In their globe-spanning surveillance for terrorism suspects and other targets, the US National Security Agency and its British counterpart GCHQ have been trying to exploit mobile phone technology, a report in The New York Times said.
When a smartphone owner opens Angry Birds, the popular game, and starts slinging birds at chortling green pigs, spies could be lurking in the background to snatch intimate details like a user's "political alignment" and sexual orientation, the report said.
Since then, the agencies have traded recipes for grabbing location and planning data when a target uses Google Maps, and for vacuuming up address books, buddy lists, telephone logs and the geographic data embedded in photographs when someone sends a post to the mobile versions of Facebook, Flickr, LinkedIn, Twitter and other Internet services, it said.

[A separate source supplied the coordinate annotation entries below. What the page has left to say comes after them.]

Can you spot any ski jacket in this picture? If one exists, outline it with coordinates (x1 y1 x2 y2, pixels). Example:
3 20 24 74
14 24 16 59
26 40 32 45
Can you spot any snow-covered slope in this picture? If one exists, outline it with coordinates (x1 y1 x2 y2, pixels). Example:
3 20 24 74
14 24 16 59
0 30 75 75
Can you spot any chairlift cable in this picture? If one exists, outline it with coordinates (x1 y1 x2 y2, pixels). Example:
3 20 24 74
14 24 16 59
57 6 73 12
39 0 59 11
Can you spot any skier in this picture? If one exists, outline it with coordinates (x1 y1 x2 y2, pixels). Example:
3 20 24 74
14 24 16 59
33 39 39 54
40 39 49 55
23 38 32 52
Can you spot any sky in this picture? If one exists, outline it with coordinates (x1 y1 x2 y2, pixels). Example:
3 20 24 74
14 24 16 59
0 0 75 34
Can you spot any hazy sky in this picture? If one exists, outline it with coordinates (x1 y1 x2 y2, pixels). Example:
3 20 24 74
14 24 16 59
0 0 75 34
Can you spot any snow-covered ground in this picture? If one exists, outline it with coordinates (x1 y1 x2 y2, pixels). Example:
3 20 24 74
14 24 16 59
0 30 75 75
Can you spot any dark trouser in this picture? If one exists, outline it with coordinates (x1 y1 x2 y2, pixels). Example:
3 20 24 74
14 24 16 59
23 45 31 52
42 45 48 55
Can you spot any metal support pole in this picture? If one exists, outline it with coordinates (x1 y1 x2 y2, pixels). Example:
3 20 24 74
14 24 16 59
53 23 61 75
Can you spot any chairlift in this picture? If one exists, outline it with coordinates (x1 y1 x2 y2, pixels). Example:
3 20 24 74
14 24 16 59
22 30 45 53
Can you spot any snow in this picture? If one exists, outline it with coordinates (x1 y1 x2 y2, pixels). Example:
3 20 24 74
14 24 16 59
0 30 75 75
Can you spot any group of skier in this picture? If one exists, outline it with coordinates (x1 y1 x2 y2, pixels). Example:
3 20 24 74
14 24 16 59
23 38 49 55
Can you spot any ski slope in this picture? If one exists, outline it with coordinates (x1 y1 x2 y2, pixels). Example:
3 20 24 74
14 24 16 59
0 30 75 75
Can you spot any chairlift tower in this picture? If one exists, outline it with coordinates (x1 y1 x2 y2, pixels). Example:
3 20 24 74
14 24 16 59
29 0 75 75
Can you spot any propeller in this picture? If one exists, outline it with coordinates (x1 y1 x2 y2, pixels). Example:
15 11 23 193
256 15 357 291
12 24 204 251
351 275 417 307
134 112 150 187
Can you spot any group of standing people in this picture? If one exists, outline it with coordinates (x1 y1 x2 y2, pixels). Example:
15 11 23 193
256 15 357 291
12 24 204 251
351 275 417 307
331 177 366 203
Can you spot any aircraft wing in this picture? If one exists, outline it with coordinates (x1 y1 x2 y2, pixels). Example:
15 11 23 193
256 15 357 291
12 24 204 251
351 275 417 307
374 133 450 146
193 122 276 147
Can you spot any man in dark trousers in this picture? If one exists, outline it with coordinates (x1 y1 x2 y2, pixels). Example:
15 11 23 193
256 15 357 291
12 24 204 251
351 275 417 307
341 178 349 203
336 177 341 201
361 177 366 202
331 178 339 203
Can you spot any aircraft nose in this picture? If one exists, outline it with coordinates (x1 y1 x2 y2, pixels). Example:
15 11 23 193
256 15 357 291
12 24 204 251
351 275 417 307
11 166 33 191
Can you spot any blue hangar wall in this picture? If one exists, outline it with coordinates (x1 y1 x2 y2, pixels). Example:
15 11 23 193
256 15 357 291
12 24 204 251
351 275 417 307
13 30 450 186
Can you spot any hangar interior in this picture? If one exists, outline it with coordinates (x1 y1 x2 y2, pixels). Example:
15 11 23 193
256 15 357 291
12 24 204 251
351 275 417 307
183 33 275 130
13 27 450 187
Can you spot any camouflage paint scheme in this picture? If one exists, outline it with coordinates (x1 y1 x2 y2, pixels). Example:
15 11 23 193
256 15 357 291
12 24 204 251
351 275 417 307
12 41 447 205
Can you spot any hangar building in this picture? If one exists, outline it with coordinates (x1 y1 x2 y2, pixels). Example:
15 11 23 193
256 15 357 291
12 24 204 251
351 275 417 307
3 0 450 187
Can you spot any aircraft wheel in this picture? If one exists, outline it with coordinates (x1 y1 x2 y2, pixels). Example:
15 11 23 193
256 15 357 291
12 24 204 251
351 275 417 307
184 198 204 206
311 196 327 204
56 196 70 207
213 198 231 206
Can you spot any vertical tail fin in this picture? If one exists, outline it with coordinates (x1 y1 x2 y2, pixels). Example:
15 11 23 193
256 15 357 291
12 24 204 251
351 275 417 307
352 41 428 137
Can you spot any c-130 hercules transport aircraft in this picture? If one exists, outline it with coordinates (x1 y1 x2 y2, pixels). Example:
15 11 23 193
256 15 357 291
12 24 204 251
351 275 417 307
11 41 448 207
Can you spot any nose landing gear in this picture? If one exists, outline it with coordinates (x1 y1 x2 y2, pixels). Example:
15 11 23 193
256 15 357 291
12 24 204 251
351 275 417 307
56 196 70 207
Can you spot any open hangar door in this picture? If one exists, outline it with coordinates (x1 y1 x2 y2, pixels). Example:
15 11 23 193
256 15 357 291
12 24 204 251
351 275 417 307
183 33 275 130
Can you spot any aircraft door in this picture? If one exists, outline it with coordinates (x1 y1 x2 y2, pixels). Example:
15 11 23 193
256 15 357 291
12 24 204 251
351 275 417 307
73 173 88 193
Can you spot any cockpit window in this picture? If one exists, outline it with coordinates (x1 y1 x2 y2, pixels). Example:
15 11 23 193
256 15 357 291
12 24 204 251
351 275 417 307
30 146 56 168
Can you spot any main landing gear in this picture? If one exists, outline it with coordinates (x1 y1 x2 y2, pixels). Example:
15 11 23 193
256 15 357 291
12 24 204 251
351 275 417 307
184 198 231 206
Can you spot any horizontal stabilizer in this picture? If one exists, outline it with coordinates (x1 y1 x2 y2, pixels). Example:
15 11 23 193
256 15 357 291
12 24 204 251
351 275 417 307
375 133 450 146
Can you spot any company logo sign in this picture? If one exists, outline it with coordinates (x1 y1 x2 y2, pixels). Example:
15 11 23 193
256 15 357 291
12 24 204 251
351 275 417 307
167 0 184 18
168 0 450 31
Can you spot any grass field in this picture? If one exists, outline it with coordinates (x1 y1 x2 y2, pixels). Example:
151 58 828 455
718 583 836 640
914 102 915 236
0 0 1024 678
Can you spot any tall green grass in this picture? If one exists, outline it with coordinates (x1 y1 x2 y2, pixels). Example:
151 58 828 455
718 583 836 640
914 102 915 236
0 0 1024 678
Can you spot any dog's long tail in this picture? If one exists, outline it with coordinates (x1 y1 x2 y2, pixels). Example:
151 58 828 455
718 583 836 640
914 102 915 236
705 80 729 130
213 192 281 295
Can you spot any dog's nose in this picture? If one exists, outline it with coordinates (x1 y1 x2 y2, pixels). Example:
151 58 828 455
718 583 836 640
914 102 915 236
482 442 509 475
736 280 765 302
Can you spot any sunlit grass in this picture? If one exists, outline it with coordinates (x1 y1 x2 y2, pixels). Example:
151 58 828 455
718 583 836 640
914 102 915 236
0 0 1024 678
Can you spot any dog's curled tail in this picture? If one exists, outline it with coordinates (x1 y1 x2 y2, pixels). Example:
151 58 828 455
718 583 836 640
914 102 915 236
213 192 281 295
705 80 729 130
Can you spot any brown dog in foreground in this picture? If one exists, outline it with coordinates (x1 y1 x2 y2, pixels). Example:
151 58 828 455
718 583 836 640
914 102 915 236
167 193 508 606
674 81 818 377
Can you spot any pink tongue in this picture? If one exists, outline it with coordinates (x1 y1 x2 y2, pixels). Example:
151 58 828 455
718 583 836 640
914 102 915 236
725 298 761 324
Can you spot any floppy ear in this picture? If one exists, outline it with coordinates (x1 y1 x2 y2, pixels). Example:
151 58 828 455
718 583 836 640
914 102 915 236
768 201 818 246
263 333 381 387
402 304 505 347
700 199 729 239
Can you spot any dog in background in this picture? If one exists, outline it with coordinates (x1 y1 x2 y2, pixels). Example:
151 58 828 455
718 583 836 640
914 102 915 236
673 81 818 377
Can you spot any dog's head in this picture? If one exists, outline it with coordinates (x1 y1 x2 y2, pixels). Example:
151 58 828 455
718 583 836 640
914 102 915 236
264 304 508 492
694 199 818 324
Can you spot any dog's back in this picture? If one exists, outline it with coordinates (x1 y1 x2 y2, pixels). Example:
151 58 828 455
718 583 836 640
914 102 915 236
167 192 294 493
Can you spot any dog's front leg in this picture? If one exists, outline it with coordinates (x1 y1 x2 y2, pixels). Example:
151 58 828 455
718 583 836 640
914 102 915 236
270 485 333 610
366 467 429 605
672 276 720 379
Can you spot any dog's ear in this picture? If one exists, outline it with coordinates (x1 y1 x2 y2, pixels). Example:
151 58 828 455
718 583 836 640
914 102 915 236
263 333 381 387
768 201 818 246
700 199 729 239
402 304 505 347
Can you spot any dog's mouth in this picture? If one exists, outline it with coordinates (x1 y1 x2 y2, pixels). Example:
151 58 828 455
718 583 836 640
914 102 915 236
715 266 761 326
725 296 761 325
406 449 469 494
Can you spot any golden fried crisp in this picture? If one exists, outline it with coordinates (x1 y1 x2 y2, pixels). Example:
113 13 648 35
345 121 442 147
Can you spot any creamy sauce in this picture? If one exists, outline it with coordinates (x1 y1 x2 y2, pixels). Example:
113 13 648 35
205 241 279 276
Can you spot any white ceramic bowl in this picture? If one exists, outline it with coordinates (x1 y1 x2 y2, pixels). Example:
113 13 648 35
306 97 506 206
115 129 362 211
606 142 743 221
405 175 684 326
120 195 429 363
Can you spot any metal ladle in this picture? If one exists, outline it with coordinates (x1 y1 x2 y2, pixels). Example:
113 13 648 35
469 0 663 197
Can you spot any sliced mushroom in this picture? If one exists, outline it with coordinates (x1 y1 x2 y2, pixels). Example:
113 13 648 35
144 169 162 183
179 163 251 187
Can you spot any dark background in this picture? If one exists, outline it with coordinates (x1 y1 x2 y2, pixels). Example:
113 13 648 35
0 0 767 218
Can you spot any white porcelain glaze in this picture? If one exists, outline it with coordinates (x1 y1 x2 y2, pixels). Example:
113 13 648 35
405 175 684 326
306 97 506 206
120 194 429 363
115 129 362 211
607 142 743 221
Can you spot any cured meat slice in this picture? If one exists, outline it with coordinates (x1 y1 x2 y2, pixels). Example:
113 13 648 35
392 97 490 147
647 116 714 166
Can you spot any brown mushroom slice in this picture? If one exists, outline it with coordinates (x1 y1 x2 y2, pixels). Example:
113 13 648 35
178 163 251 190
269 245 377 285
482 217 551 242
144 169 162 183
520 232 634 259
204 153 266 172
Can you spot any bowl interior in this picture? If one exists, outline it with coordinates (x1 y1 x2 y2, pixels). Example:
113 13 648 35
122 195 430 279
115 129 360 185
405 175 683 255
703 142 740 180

The trawling done by the spy agencies scoops up location, age, sex and other personal information of the users.
The efforts were part of an initiative called "the mobile surge," according to a 2011 British document, an analogy to the troop surges in Iraq and Afghanistan.
An NSA analyst's enthusiasm was evident in the breathless title - "Golden Nugget!" - given to a slide for a top-secret talk in 2010 that described iPhones and Android phones as rich resources, the report said.
The scale and the specifics of the data haul are not clear, it said.
President Barack Obama announced new restrictions this month to better protect the privacy of ordinary Americans and foreigners from government surveillance, including limits on how the NSA can view the metadata of Americans' phone calls.
However, he did not address the information that the intelligence agencies get from leaky apps and other smartphone functions.